Join Log in
Score:0
avatar Server

After migrating to Azure DC local IIS resource sometimes times out

mg flag
HelpDeskNewbie

So a few months back I hired our CSP to migrate our on-prem DC to Azure. Since the word go, it was a disaster so I've had to go through and fix everything piece by piece and now I'm at the last part and can't seem to get this right. The issue is, every few hours, our local IIS site becomes unavailable to users on prem.

To begin, our Sonicwall is set up to inherit IPv4 DNS dynamically from the WAN and this is the DNS from our ISP. On our Azure DC, I have the static DNS set to 127.0.0.1.

I've checked Azure Health resources and theres nothing wrong there.
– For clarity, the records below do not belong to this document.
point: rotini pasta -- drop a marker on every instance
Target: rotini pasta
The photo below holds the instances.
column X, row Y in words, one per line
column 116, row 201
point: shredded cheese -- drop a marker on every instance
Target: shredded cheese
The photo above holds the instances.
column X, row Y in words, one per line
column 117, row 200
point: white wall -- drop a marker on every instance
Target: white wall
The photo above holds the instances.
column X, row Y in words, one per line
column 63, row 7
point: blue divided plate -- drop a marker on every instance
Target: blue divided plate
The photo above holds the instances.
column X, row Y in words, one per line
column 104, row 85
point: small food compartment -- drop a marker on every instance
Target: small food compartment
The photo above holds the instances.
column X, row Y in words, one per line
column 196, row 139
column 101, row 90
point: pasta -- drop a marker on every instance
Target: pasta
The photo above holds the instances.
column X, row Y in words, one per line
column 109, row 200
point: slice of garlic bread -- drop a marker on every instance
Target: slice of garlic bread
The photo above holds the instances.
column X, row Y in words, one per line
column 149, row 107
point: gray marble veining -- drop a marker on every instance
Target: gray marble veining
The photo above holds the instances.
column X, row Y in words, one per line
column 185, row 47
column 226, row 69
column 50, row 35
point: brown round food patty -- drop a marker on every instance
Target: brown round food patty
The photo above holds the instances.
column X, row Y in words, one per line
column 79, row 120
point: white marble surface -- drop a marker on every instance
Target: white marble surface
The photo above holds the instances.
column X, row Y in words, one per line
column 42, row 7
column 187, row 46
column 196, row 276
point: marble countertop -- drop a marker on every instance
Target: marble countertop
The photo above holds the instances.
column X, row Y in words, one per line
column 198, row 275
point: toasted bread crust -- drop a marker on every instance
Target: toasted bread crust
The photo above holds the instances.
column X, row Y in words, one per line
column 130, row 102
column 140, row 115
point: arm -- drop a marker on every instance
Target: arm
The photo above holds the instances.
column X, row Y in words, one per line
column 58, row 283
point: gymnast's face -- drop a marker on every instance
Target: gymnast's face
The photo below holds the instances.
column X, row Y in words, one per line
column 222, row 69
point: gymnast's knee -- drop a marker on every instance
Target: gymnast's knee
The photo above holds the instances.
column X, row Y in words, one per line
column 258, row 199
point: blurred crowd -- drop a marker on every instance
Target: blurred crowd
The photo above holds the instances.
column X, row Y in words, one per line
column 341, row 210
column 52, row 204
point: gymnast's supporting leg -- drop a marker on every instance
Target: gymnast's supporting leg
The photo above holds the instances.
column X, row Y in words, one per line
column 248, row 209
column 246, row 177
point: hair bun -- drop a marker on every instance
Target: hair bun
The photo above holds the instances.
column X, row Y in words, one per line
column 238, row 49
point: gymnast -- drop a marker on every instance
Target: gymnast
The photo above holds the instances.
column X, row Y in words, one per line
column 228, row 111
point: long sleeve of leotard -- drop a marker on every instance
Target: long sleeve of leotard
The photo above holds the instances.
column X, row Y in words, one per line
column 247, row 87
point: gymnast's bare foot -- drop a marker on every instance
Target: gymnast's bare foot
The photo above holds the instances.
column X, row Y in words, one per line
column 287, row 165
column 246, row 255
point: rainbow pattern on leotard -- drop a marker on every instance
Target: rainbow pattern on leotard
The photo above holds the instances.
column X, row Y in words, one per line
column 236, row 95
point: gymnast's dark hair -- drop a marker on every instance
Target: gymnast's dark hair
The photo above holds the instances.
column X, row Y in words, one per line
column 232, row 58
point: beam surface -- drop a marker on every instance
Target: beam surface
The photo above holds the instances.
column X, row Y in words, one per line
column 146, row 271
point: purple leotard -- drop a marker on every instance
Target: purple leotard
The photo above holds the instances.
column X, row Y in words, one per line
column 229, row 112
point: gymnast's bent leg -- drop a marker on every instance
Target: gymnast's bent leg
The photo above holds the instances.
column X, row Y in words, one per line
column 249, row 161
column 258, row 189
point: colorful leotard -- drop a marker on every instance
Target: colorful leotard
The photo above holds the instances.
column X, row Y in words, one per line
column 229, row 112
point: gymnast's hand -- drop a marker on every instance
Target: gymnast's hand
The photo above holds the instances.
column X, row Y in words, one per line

Clearly this is a DNS issue but is there anything anyone can think of that I haven't checked/fixed yet?

Thank you,

33
0 + 0
Score:0
avatar Server
br flag
Greg W

How are your on-prem clients expected to locate the DC in Azure when their DNS is configured to not be able to find it? Your on-prem clients’ DNS server must be the DC in Azure for this to work. A more robust solution would be to have another DC on-prem and point your on-prem clients to that for DNS. (Just don’t forget to configure sites and subnets correctly in AD).

0 + 0
mg flag
HelpDeskNewbie
Hey Greg, do you think me changing the primary DNS in Sonic wall to the Azure DC would do the trick?
0
Reply
mg flag
HelpDeskNewbie
To note, we do have a VPN within the Sonicwall to reach the Azure DC
0
Reply
br flag
Greg W
Think about it. If your DNS is the Sonicwall, then it's only using the public Internet to resolve domain names and the public Internet should have no knowledge of your AD's domain/DNS servers (if it does and your Azure DC is publicly accessible, that is extremely bad). In order for your clients to be able to use any functionality of AD, they need to be able to use DNS to resolve your AD DCs and resources, thus your clients need to point to a DNS server that knows about them, i.e. your DC if it's DNS is AD-integrated.
0
Reply
mg flag
HelpDeskNewbie
I got it. I found that the CSP added both DNS' in DHCP licenses. I removed Verizon's DNS listings as 2 & 3, and kept my Azure DC as #1, and now all is good.
0
Reply
ธงชาติไทย
Elon Musk
I sit in a Tesla and translated this thread with Ai:

mangohost

Post an answer

Most people don’t grasp that asking a lot of questions unlocks learning and improves interpersonal bonding. In Alison’s studies, for example, though people could accurately recall how many questions had been asked in their conversations, they didn’t intuit the link between questions and liking. Across four studies, in which participants were engaged in conversations themselves or read transcripts of others’ conversations, people tended not to realize that question asking would influence—or had influenced—the level of amity between the conversationalists.